Polish sports plane of 1931

The RWD 7 was a Polish sports plane of 1931, constructed by the RWD team.

==Development==
The RWD 7 was constructed by the RWD team of Stanisław Rogalski, Stanisław Wigura and Jerzy Drzewiecki in Warsaw. It was based upon their earlier designs, especially the RWD 2 and RWD 4. The RWD 7 was meant to be a record-beating plane, so it had a more powerful engine, while its mass was reduced. From its predecessors, it took the same fish-shaped fuselage without a direct view towards forward from the pilot's seat.

The only RWD 7 built (registration SP-AGH) was flown in July 1931 by its designer Jerzy Drzewiecki. On August 12, 1931, Drzewiecki and Jerzy Wędrychowski established an international FAI speed record of 178 km/h (111 mph) in the light touring plane class, (below 280 kg / 616 lb empty weight). On September 30, 1932, Drzewiecki and Antoni Kocjan set a height record of 6,023 m (19,755 ft). The RWD 7 was used in Warsaw Aero Club, among others, for aerobatics, then in 1936 it was bought by a known aviator Zbigniew Babiński for touring flights and used until 1938.

The RWD 7 was known for its extremely short take-off run: with a single crew member only 18 m (59 ft), with two crew members, 30 m (98 ft).

==Description==
The RWD 7 was a wooden construction, conventional in layout, high-wing cantilever monoplane. The fuselage was rectangular in cross-section (narrowing in upper part), plywood-covered, apart from the engine section, which was aluminium sheet-covered. The wings were trapezoid, single-spar, single part, canvas and plywood covered. A crew of two sat in tandem, with a pilot in the rear cab.

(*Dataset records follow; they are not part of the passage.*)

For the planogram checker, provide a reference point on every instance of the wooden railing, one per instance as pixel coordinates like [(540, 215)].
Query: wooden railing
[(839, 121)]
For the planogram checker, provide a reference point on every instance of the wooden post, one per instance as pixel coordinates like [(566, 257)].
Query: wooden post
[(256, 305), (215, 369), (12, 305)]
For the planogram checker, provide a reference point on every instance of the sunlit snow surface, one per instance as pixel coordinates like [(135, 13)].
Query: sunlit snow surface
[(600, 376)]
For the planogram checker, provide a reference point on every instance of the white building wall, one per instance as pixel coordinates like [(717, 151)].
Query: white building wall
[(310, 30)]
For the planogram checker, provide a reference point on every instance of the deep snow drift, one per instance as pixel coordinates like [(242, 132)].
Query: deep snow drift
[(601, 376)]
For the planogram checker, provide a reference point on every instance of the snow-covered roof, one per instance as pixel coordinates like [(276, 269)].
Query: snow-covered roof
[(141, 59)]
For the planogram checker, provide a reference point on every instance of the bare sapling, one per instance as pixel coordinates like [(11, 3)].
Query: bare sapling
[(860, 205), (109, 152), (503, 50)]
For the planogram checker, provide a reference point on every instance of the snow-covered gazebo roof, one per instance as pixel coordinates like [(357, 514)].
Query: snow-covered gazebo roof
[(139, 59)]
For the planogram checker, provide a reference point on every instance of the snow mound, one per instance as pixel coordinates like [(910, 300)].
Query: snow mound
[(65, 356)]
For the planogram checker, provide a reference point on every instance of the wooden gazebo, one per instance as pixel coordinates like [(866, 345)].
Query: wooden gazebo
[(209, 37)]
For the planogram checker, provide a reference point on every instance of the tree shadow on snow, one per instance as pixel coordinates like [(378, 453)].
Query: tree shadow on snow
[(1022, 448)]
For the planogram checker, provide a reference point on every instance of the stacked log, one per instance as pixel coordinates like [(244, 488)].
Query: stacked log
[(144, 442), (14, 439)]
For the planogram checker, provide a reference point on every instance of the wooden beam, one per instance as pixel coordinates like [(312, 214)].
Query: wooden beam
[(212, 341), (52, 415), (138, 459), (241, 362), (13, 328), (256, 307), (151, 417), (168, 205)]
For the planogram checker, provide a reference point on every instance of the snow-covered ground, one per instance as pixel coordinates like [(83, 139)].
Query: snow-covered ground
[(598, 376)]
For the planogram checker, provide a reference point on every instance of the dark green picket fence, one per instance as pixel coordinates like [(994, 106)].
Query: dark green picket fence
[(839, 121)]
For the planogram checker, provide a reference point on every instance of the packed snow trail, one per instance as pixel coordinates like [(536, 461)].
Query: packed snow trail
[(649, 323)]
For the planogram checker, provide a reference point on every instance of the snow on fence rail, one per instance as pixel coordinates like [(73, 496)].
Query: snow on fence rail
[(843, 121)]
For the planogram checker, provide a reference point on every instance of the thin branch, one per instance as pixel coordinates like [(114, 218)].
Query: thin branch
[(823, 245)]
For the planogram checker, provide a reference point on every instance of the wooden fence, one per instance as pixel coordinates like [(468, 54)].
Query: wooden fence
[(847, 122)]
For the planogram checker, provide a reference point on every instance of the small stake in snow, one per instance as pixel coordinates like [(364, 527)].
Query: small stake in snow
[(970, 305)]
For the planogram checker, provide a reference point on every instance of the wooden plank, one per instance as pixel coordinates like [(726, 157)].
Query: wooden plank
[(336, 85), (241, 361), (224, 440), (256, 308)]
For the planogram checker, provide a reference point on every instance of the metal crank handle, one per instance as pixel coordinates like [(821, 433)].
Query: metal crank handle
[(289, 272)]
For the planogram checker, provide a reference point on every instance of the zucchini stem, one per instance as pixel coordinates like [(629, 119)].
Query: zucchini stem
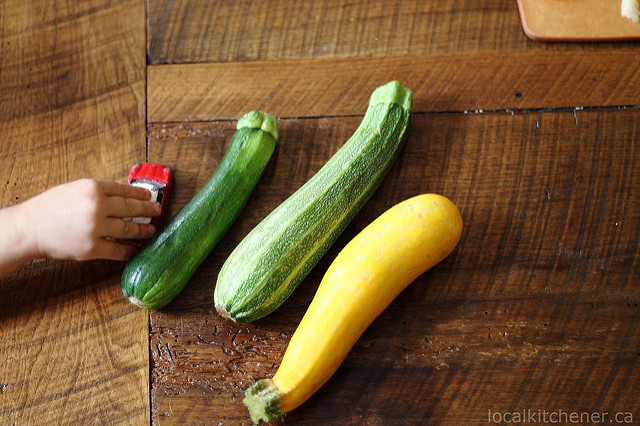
[(264, 401)]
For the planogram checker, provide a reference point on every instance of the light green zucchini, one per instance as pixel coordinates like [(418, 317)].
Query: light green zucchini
[(270, 262)]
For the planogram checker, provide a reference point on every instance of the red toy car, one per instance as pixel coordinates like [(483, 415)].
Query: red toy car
[(159, 180)]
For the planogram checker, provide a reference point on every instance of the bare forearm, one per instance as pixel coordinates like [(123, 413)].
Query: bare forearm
[(17, 242)]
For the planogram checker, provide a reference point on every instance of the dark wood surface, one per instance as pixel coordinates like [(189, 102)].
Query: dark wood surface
[(72, 105), (536, 143)]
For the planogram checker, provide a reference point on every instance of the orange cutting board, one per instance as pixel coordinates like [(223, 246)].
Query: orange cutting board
[(576, 20)]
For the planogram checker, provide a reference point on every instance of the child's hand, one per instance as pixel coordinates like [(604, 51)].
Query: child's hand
[(81, 220)]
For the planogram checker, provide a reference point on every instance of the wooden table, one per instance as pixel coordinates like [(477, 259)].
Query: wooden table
[(534, 314)]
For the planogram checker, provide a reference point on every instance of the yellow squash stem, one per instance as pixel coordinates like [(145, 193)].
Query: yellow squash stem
[(371, 270)]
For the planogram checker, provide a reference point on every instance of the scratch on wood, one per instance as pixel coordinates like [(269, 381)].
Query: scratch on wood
[(170, 352)]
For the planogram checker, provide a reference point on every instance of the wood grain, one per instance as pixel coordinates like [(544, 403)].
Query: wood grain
[(187, 31), (441, 83), (72, 105), (536, 309)]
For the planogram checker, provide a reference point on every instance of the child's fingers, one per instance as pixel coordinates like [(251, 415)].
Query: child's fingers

The crew cabs were open on upper sides, and had doors on the right side. The engine was 5-cylinder Armstrong Siddeley Genet II radial engine, 56 kW (75 hp) nominal power. Two-blade wooden propeller of a fixed pitch. The plane had a conventional landing gear, with a rear skid. A 30 L fuel tank was in central part of wing. A cruise fuel consumption was 18 L/hour.